Although VBA is as far removed from its 1991 forefather as today’s HTML5 sites are from that first website, every version of Office for as long as I can remember has come with a threat that perhaps VBA will not be supported. Office 2008 for Mac did not support VBA, but it was back again by public demand in Office 2011. Office 2016 has just been released, and we can all breathe a sigh of relief to see that VBA is still there. But Microsoft’s focus is shifting to Office 365 from Office for the desktop. According to Satya Nadella of Microsoft, “the most strategic developer surface for us is Office 365.”"

[1] http://www.amazon.com/Going-GAS-Google-Apps-Script/dp/149194...


Fellow (ex-)banker turned founder here.
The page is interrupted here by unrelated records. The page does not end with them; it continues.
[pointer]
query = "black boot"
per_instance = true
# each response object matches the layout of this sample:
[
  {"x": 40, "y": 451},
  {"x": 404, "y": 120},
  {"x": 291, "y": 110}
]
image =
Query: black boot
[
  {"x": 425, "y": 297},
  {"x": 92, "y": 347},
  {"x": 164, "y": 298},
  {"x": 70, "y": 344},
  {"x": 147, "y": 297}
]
I can relate to this... and it is very scary (the amount of spreadsheet craziness I've seen on trading floors is insane). But I still believe that Excel is a powerful and power-enabling tool. And I know from my own experience how fragmented the "Excel tools industry" is.

We've been working on a fully fledged version control system for spreadsheets for ~2 years now and finally getting somewhere with Pathio[0] (we used to be called SpreadGit but that wasn't ideal for many reasons).

It's taken us a while to get here as our aim was always to build a system that: - works with all Excel file formats (including the binary formats) - works with VBA - integrates seamlessly into (non-technical) people's workflow (which is different to how developers work) - is fast (I personally worked on 100mb spreadsheets when I was at UBS...) - gets the diffing right (which is different in two dimensional space where inserting/deleting rows/columns has a knock of effect on potentially a large number of formulas which are just... noise)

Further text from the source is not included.